Harkening to the self-sufficiency of previous generations who planted victory gardens in their front and back yards as a means to support their nation’s war efforts - today many are undertaking the challenge of declaring independence from corporate food systems, reducing reliance on fossil fuels to bring food to the table, and cultivating a more healthy and fulfilling life. This grass roots revolution is occurring in today’s modern version of the victory garden. The “war” is a revolution – and the battleground is right here on the home front. It is all about taking back responsibility and control of our own food supply. Whether it is a modest container of tomatoes on a patio deck or a full fledged self-sufficient garden – each effort represents one step towards freeing ourselves from the forces that would keep us dependent on a system of petroleum fueled and factory farmed food. Growing more of our own food heightens the taste and nutrition of meals, and along the way we experience the empowerment and fulfillment that comes from learning the basic skills of providing for our families and ourselves
Grow What You Eat – Eat What You Grow!
June 9, 2013
Each Monday Daphne’s Dandelions hosts the “Harvest Monday” blog hop. Everyone participating submits links to their posts summarizing the week’s harvests. It’s always interesting and very inspiring to see what other gardeners are producing from so many different growing regions. Here’s my contribution for the week of June 3rd through 9th.

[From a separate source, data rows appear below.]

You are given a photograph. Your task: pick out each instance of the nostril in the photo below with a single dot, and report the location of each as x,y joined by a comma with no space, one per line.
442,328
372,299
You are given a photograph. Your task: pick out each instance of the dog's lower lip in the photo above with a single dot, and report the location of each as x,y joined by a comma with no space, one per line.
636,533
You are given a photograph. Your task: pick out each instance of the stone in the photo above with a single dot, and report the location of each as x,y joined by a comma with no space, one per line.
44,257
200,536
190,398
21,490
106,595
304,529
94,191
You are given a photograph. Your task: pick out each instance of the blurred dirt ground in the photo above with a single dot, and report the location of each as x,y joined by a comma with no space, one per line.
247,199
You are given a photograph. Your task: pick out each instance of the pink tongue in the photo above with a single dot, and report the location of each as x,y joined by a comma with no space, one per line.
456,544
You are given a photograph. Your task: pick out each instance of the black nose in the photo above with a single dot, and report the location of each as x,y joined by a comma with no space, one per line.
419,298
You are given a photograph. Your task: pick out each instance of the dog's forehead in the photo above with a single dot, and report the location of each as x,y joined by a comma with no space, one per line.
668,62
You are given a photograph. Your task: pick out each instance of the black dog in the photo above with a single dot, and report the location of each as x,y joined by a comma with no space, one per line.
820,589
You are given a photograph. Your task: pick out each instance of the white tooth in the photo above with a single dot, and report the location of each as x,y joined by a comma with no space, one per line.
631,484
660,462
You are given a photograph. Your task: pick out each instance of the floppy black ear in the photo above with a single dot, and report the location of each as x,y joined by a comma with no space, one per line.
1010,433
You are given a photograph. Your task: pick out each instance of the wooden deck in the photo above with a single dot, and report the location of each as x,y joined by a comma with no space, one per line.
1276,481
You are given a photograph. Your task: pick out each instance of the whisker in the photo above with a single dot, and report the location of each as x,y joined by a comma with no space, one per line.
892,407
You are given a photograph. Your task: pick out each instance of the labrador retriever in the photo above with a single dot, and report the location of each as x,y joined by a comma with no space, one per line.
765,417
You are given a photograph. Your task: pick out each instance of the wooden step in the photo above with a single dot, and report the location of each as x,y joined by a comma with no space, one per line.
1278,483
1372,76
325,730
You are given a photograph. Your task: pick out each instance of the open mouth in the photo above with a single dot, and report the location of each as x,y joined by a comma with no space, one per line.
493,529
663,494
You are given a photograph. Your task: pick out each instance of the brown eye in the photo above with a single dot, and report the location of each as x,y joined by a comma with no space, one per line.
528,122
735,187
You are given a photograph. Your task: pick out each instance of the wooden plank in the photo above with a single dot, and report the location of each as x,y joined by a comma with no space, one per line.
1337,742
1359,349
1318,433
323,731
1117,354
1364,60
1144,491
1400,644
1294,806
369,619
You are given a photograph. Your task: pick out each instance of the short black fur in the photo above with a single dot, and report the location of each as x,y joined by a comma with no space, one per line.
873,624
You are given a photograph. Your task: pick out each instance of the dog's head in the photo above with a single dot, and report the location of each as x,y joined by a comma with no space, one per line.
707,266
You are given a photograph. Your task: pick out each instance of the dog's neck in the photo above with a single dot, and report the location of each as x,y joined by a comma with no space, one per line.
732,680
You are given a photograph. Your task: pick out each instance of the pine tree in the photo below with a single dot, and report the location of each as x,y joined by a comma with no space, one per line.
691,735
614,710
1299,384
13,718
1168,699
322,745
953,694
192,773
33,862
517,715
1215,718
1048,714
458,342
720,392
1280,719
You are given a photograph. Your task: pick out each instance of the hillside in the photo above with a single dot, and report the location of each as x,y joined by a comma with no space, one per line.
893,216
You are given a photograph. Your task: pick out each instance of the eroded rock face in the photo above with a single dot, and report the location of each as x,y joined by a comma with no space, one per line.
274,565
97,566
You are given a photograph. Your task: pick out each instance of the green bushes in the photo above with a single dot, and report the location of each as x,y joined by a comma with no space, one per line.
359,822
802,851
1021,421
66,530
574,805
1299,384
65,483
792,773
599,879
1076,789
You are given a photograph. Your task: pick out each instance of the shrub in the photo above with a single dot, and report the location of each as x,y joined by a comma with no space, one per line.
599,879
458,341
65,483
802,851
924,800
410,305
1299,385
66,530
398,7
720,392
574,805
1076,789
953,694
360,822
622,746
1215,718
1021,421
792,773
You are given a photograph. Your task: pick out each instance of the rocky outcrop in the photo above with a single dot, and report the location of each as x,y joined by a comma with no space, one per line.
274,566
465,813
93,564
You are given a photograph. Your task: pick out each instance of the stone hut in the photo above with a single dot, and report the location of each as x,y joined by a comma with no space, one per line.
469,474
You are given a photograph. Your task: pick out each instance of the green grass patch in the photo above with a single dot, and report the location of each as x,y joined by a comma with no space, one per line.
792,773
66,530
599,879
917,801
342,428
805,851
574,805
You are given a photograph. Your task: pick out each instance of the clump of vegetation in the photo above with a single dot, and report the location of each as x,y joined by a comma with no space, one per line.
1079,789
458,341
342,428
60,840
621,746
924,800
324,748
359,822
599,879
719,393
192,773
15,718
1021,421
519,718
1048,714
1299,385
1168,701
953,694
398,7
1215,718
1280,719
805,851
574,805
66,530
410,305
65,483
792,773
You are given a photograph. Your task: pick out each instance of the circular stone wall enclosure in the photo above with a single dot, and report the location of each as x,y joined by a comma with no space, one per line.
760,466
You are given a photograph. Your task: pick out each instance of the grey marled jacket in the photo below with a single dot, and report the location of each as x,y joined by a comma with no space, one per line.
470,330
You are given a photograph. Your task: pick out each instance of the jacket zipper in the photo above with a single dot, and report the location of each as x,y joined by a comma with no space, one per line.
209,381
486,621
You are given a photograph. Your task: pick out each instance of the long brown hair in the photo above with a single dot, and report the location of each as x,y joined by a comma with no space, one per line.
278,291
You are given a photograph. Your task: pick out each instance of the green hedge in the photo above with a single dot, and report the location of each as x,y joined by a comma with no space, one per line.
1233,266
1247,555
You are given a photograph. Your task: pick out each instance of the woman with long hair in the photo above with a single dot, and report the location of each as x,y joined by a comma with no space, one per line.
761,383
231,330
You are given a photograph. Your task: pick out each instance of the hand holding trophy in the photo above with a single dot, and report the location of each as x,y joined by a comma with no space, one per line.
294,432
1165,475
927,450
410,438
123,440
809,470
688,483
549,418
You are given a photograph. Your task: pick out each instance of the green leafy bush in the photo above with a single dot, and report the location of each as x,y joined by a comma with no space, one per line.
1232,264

I have a rabbit (or two) that has been getting into the garden and doing damage this past week. The pea patch is getting so tall now, that about a week ago I took off the protective cover of bird netting so that the plants did not grow up and through the mesh. Unfortunately, a rabbit has discovered that the peas are now unprotected and ate a chunk out of the back portion of the bed. I am going to monitor the situation for the next day or two and if it continues, I will have to put the netting back on despite the problems of the vines growing into it. In spite of the rabbit damage, the pea patch is looking beautiful and is breaking out in blooms.